The whole reason that I thought up this blog was to write a sort of trial and error type guide to being financially savvy in your 20's. You know, learning how to make and stick to a budget (or discovering that you can't stick to one EVER and finding another way to not spend all your money on things you don't need like yarn or fabric or booze). Buying big things like a car (something I'm doing right now! Posts to come!), without going on and on and on about how my old car is SO! LAME! OMG!

So [readers, myself, internet] I hereby swear on a stack of ... hmm ... *rummages around in desk*; I hereby swear on this stack of multicolored post-it notes (it's the only thing I have close at hand) that I will stop whining and start writing posts that actually contribute something of value to the internet and to you.

Promise promise.

Friday, May 1, 2009

You've Got to Cut it, Cut It Good

And there you have it. The card that I have talked about more than once; the one that I was afraid to cut up. It's done. I did it. This morning at work (which is why the picture is crappy, I took it on my phone).

What finally pushed me over the edge? I was tired of my WILDLY fluctuating balance. I'm tired of having to hide it from myself and my inability to just say no to things that I want but can't afford. Plus, I accidentally picked the wrong checking account to pay my bill online which created a huge mess of bounced check fees, overdraft fees, and getting locked out of the "bill pay" section on the Citi Card website.

And, as an aside, if you bounce a check while trying to pay your account online, Citi won't let you make another payment online for up to 6 MONTHS after the fact (I found this out, finally, after 3 different calls to customer service). Thank the Lord that I talked to a lovely girl the last time I called got to explain the fact that it was a mistake on my part and she got my account reactivated.

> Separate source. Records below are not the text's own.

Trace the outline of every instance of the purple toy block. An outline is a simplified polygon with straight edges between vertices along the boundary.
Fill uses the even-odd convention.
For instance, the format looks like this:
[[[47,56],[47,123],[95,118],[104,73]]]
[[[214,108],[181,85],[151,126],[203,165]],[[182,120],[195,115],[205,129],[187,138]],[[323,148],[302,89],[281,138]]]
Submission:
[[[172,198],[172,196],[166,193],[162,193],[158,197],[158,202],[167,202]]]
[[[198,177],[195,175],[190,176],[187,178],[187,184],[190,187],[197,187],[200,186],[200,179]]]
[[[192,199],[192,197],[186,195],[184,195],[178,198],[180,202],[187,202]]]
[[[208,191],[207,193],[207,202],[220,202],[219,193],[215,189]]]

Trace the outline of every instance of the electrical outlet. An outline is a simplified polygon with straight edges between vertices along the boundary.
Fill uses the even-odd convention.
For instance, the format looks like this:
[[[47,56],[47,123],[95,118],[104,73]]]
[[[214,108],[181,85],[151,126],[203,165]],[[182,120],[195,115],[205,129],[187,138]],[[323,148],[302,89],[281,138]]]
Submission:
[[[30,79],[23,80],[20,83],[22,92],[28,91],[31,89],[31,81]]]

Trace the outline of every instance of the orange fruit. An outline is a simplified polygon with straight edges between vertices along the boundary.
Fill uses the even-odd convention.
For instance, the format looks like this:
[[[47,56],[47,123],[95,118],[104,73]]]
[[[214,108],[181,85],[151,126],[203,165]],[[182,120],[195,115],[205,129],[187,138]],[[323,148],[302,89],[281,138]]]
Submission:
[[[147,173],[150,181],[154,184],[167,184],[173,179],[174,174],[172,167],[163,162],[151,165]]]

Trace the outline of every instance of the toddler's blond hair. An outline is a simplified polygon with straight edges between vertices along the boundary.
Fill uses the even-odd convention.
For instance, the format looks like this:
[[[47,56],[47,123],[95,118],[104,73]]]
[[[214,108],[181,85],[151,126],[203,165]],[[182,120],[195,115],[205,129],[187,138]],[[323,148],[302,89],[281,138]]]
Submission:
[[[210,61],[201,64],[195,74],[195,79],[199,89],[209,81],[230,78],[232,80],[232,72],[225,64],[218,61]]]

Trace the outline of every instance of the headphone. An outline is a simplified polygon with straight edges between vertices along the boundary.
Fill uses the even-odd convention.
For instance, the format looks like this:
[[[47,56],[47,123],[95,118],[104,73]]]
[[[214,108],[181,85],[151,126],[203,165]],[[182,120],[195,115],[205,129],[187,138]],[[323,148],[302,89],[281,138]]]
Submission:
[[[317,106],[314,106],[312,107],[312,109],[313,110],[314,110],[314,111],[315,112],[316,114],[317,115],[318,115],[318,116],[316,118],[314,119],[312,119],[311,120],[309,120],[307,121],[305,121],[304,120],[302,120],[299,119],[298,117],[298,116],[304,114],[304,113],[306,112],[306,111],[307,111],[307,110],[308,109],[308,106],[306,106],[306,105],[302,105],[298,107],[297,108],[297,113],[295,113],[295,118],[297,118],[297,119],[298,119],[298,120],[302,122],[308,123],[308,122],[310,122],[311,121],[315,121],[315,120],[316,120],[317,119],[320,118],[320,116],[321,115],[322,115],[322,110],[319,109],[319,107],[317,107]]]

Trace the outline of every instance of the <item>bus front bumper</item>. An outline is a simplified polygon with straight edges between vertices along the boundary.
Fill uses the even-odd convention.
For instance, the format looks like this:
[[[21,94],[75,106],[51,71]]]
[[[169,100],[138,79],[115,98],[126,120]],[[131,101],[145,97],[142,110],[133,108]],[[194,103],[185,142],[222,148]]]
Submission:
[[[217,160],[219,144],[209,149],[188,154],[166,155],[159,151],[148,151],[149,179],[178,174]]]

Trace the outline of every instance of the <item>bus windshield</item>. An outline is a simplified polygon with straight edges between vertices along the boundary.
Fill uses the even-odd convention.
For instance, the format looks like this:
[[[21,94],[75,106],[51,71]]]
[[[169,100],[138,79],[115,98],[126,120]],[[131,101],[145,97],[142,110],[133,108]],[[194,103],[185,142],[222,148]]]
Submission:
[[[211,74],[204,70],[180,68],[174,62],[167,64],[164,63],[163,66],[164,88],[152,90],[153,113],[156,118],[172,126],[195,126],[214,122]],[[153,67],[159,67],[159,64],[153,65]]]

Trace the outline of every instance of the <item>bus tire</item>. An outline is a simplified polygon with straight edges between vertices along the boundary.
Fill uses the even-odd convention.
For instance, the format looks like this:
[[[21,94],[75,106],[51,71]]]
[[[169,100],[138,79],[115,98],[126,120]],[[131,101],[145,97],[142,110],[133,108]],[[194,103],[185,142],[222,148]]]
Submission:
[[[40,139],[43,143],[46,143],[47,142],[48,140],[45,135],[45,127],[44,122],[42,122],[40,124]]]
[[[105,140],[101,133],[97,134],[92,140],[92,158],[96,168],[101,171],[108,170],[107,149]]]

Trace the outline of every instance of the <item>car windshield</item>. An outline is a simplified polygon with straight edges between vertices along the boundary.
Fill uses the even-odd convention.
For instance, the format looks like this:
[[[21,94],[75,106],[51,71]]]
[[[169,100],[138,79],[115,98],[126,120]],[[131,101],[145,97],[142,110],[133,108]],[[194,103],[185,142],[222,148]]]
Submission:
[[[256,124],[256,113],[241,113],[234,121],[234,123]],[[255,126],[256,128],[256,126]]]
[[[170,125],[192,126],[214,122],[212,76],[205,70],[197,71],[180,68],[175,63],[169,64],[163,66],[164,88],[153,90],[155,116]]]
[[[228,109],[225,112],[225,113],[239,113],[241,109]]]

But after the whole mess I took a step back, looked at the crazy balance that I now have on my card as a result of a car repair + the damage that I've done as a result of a freshly doubled credit limit and thought to myself "enough is enough". So I cut it up. And even though I'm a little sad that I won't have it around to charge groceries too on those months when I run out of money, I know that my E-Fund was set up for just those kinds of months and that I will be ok. And I'm fine with the fact that this piece of plastic is no longer weighing heavily on my mind.

I'm also pretty excited about the fact that I am no longer enabling myself. There will be no more impulse yarn/fabric/book/dog toys/gift purchases made unless I have the cash for it sitting around in my checking account.